It really isn't as big of a legal hurdle as you might think. Especially if you accept liability insurance wise for any mistakes that the AI makes. Voila, you now have covered that AI under your insurance, only instead of paying more like you would normally if you put another person under your insurance, you pay less because you put an AI under your insurance.
Besides, if your overall goal was to encourage assimilation of this feature, even if you didn't use it, having it would make your insurance go down the same way having "The Club" or Lojack does. I'd get one even if I didn't plan to use it just for the insurance bump. Next thing you know everyone has the function, manual driver or not, and then they can do some nefarious bullshit that makes manual driving illegal, and then automotive fascism can begin.
edited 9th May '12 1:32:36 PM by Barkey
That's another thing that bothers me. Making someone who's effectively a passenger liable for the AI's driving.
Consider my mind officially boggled. I would love to see that legally tested over here though. There are a lot of senior cops who got there by doing people for drunk driving.
It'd be looked at as a convenience feature. If you want it, you'll know up front that you have to agree to sign your AI to you liability wise. If it's worth it to you, then the option is open. If it isn't, you don't have to.
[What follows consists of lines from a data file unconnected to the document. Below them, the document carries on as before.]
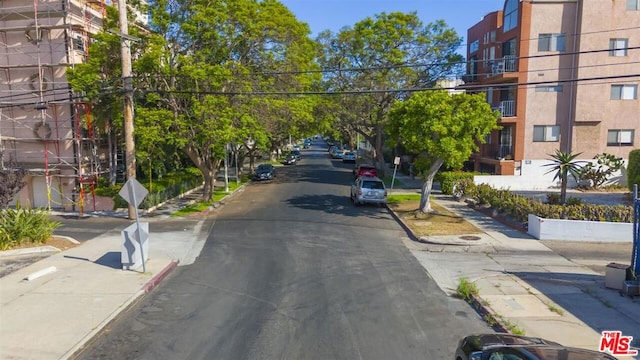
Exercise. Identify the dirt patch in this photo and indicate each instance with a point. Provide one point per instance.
(58, 242)
(438, 222)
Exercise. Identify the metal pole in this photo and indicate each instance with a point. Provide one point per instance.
(236, 148)
(130, 150)
(393, 179)
(138, 230)
(226, 169)
(635, 265)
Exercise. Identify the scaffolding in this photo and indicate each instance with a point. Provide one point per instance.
(44, 126)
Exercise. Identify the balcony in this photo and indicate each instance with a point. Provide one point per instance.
(501, 69)
(507, 108)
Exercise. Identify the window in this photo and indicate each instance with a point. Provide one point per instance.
(624, 92)
(551, 42)
(78, 43)
(510, 17)
(618, 47)
(552, 88)
(546, 133)
(620, 137)
(473, 47)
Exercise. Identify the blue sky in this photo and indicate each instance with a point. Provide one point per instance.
(335, 14)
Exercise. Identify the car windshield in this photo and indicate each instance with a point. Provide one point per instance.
(372, 185)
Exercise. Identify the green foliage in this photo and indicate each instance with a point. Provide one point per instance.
(606, 165)
(519, 207)
(11, 182)
(168, 187)
(633, 169)
(564, 164)
(398, 198)
(466, 289)
(450, 179)
(21, 225)
(442, 125)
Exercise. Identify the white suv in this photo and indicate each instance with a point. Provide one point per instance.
(366, 189)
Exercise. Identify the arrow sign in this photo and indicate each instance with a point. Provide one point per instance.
(133, 192)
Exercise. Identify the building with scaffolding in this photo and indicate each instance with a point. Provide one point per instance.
(44, 126)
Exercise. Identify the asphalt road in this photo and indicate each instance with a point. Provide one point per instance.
(292, 270)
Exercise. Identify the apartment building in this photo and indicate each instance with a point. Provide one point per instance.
(563, 73)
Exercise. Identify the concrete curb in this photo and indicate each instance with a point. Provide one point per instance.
(151, 284)
(487, 314)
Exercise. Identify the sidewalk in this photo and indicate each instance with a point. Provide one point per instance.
(520, 281)
(53, 307)
(524, 284)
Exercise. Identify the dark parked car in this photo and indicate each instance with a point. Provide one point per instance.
(514, 347)
(265, 172)
(290, 159)
(365, 170)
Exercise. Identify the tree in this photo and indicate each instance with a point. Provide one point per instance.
(379, 57)
(443, 128)
(194, 72)
(605, 166)
(564, 164)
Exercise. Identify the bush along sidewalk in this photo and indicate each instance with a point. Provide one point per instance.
(518, 207)
(23, 225)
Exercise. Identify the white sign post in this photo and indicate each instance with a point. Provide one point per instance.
(133, 192)
(396, 162)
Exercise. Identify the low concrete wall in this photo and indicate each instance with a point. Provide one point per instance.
(576, 230)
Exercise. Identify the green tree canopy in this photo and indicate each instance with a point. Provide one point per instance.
(380, 57)
(442, 126)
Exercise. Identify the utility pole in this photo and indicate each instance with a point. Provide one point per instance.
(130, 147)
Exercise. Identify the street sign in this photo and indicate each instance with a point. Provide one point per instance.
(133, 192)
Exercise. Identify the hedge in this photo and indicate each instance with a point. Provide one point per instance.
(163, 189)
(633, 168)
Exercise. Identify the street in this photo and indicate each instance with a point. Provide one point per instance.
(292, 270)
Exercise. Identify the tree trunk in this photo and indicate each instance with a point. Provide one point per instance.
(425, 203)
(379, 158)
(209, 183)
(563, 190)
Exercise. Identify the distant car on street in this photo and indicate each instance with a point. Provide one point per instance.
(514, 347)
(349, 156)
(290, 159)
(368, 190)
(365, 170)
(265, 172)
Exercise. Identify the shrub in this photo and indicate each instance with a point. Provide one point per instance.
(519, 207)
(21, 225)
(606, 165)
(163, 189)
(448, 179)
(633, 169)
(553, 198)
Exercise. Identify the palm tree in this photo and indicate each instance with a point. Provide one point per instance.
(563, 163)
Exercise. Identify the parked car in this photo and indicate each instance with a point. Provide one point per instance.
(336, 153)
(290, 159)
(365, 170)
(514, 347)
(366, 189)
(264, 172)
(349, 156)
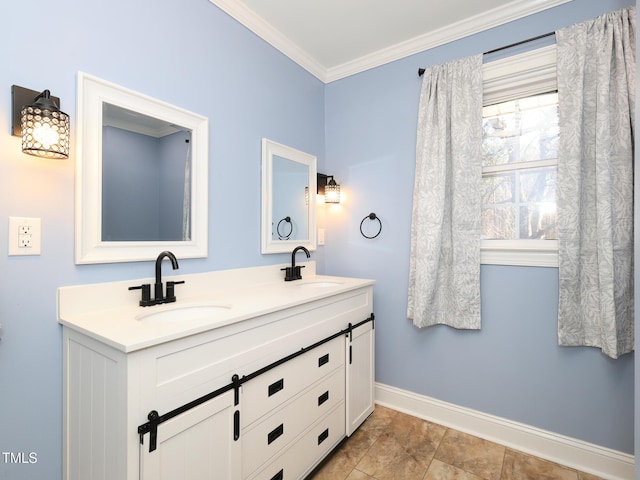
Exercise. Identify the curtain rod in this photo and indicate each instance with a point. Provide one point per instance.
(533, 39)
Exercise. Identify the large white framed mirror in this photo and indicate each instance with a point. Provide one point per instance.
(288, 198)
(141, 176)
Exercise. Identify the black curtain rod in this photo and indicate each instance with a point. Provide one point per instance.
(539, 37)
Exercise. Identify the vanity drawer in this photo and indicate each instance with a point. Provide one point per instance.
(276, 386)
(306, 452)
(270, 435)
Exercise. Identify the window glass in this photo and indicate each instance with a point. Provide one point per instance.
(520, 151)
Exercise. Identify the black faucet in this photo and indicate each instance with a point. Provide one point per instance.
(293, 272)
(159, 295)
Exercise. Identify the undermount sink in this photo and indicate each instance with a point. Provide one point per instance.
(180, 313)
(319, 284)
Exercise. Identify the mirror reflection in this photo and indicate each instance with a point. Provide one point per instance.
(288, 198)
(142, 176)
(146, 182)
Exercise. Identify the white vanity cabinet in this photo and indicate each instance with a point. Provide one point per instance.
(264, 395)
(195, 445)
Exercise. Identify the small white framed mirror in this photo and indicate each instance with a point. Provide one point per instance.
(141, 176)
(288, 198)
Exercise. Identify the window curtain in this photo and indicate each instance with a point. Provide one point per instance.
(596, 88)
(444, 274)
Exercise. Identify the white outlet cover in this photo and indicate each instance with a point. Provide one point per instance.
(17, 228)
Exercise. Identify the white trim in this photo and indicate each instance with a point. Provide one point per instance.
(272, 36)
(571, 452)
(493, 18)
(528, 253)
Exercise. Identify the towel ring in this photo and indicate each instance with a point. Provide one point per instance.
(371, 216)
(281, 236)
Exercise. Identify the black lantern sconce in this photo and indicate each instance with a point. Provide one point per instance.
(328, 187)
(37, 118)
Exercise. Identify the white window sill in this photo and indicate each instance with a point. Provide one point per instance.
(530, 253)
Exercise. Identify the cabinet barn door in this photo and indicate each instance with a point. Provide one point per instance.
(195, 445)
(360, 375)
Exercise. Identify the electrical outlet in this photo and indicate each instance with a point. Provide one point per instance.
(24, 236)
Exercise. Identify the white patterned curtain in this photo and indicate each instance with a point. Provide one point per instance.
(444, 275)
(596, 88)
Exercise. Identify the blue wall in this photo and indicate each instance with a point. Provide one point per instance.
(192, 55)
(187, 53)
(513, 367)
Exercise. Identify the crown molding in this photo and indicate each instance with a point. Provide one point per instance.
(490, 19)
(269, 34)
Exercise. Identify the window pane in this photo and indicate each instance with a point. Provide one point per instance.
(519, 202)
(524, 198)
(521, 130)
(499, 222)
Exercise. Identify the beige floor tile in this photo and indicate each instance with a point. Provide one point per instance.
(519, 466)
(588, 476)
(358, 475)
(404, 450)
(443, 471)
(346, 457)
(379, 420)
(472, 454)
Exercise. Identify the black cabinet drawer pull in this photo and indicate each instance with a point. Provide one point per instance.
(323, 398)
(323, 359)
(275, 387)
(236, 425)
(323, 436)
(275, 433)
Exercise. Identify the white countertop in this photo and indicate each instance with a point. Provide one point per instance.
(110, 312)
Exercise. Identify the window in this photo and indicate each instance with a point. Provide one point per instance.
(520, 157)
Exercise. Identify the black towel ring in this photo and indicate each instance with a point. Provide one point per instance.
(282, 236)
(371, 216)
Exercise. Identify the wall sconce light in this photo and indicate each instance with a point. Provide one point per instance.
(36, 118)
(328, 187)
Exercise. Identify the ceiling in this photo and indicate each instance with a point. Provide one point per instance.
(333, 39)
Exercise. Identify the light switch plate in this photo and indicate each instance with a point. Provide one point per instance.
(25, 236)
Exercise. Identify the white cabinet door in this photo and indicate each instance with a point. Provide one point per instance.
(360, 375)
(195, 445)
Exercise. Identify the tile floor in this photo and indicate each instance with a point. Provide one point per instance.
(391, 445)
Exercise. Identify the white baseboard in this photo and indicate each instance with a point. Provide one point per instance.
(573, 453)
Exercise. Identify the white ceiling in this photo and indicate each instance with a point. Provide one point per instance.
(333, 39)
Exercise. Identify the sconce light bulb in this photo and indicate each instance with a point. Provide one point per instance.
(44, 134)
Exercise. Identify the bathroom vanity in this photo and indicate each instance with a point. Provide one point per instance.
(245, 376)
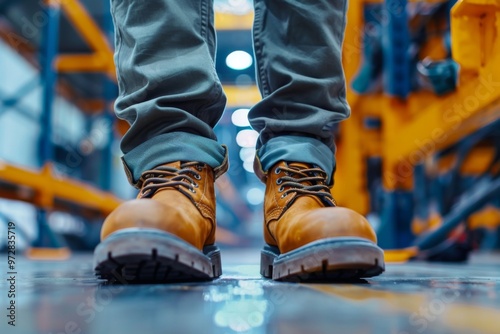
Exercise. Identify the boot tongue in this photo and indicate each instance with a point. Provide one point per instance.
(299, 166)
(174, 164)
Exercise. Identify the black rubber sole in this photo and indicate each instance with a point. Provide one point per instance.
(327, 260)
(151, 256)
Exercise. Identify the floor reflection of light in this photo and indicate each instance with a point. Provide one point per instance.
(242, 306)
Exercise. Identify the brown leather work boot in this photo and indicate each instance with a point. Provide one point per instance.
(308, 237)
(167, 233)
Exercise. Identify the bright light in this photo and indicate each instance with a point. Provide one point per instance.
(248, 166)
(239, 60)
(247, 154)
(240, 117)
(247, 138)
(255, 196)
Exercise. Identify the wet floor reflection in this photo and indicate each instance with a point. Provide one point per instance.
(63, 297)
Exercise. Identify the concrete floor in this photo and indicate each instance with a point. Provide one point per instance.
(64, 297)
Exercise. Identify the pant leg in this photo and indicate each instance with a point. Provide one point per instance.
(297, 45)
(168, 88)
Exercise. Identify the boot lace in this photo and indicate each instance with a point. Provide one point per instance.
(305, 181)
(170, 177)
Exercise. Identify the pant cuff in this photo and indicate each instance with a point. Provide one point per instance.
(174, 146)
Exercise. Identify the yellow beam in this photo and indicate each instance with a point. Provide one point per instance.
(227, 21)
(102, 59)
(94, 62)
(242, 95)
(47, 187)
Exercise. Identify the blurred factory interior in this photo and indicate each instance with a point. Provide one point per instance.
(419, 156)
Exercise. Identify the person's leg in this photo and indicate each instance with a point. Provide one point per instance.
(169, 90)
(298, 49)
(171, 96)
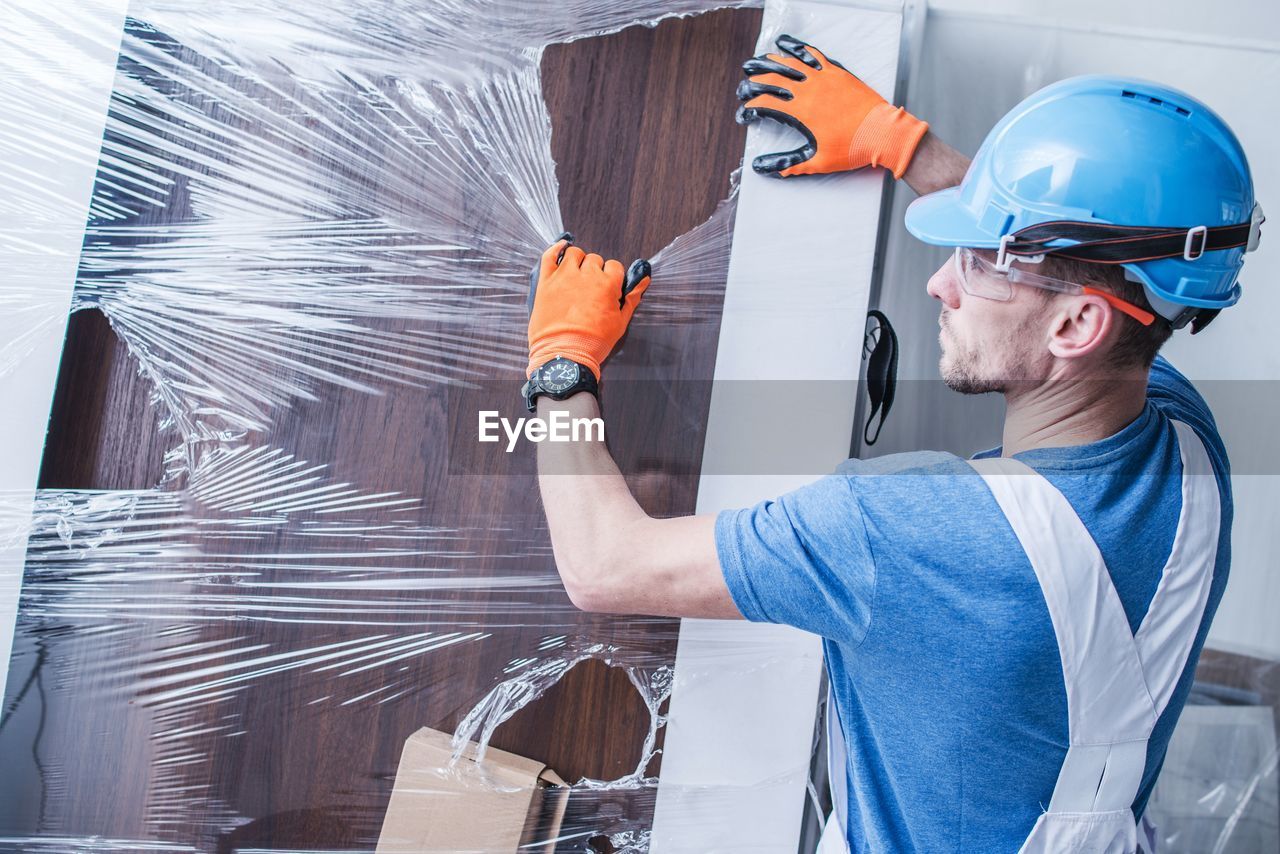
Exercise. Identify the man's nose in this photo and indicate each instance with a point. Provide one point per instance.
(944, 286)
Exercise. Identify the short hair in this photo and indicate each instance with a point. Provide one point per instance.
(1137, 345)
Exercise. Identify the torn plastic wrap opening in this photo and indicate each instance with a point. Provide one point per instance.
(305, 219)
(311, 217)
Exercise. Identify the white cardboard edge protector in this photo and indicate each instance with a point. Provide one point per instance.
(741, 721)
(56, 69)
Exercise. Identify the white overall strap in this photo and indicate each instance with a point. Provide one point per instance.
(1168, 633)
(1118, 684)
(1106, 698)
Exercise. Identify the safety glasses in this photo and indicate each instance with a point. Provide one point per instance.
(979, 277)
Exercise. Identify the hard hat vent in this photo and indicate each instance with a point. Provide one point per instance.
(1155, 101)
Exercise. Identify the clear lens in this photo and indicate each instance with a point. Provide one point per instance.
(981, 279)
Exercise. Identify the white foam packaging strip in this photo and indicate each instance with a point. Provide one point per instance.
(750, 726)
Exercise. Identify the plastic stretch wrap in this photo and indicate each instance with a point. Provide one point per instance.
(297, 204)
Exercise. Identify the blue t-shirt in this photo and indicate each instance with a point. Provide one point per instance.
(940, 648)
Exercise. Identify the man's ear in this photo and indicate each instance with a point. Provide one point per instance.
(1080, 325)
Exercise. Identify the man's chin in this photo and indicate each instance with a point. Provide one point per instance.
(964, 382)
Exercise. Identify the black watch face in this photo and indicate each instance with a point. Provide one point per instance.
(558, 375)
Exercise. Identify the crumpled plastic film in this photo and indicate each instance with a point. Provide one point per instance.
(174, 644)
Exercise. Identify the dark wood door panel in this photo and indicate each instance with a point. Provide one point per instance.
(256, 688)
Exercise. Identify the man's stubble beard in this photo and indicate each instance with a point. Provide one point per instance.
(961, 365)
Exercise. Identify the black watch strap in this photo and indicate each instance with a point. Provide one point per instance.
(538, 387)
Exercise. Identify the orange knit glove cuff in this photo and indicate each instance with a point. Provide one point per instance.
(887, 137)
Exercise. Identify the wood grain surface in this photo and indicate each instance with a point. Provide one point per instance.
(644, 144)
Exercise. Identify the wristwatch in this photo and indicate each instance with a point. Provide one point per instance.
(557, 379)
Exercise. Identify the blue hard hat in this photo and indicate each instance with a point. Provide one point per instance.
(1116, 151)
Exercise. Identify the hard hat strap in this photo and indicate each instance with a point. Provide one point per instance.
(1105, 243)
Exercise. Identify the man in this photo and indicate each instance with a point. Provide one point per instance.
(1008, 652)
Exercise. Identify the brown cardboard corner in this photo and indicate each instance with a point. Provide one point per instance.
(503, 803)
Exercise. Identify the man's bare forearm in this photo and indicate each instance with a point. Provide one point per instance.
(589, 507)
(936, 165)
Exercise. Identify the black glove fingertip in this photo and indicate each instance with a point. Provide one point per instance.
(565, 236)
(639, 270)
(792, 46)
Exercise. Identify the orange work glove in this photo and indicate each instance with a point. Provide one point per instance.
(580, 305)
(848, 124)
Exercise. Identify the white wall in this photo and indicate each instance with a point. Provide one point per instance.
(979, 58)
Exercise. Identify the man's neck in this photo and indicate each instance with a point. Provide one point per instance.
(1070, 411)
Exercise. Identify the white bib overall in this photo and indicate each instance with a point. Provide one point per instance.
(1118, 683)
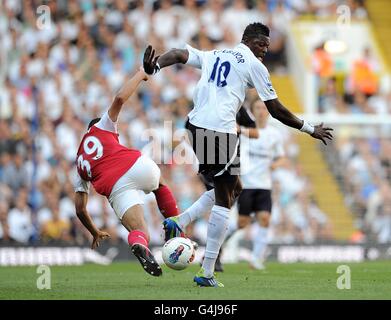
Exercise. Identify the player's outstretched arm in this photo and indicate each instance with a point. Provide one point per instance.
(151, 66)
(278, 111)
(125, 92)
(172, 57)
(81, 199)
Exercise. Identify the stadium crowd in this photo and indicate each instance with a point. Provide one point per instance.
(56, 78)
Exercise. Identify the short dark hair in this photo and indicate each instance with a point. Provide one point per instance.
(92, 122)
(255, 30)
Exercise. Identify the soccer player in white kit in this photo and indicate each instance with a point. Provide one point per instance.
(266, 153)
(220, 92)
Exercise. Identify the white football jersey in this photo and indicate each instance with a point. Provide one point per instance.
(256, 157)
(225, 76)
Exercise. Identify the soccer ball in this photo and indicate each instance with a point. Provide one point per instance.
(178, 253)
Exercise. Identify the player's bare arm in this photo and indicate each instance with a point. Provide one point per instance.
(279, 163)
(169, 58)
(127, 90)
(278, 111)
(81, 199)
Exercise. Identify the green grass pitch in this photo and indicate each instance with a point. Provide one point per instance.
(369, 280)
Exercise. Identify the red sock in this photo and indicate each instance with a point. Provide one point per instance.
(166, 202)
(137, 237)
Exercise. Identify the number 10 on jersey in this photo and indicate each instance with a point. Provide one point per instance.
(222, 71)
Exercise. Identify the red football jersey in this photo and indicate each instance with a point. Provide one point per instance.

I'm all about not twisting anyones arm over crap like this. I personally wouldn't use it much, but every now and again I would, and it'd be convenient and good to have. I would be pissed if I was forced to use it though.
I've gotten a lot of people for drunk driving, I've also reported to lots of drunk driving accidents, thus I see this feature as an overall good thing in that arena. I appreciate that for people like me who are alcoholically inclined, there'd be a way to get home that doesn't involve an expensive cab fare or dragging your buddy along as a DD.
Better yet, turn taxi cabs into this. Go to a station, press a button to hail a cab, and it auto-drives to your location. Then swipe a debit or credit card for the charge, specify the destination, and go.
edited 9th May '12 1:37:47 PM by Barkey
If the AI is reliable enough, generally speaking, that could actually turn out to be convenient. Just set up an insurance system which will take care of the damages caused by the AI — paying for it less than you'd pay for an insurance for driving yourself, probably — and let it drive.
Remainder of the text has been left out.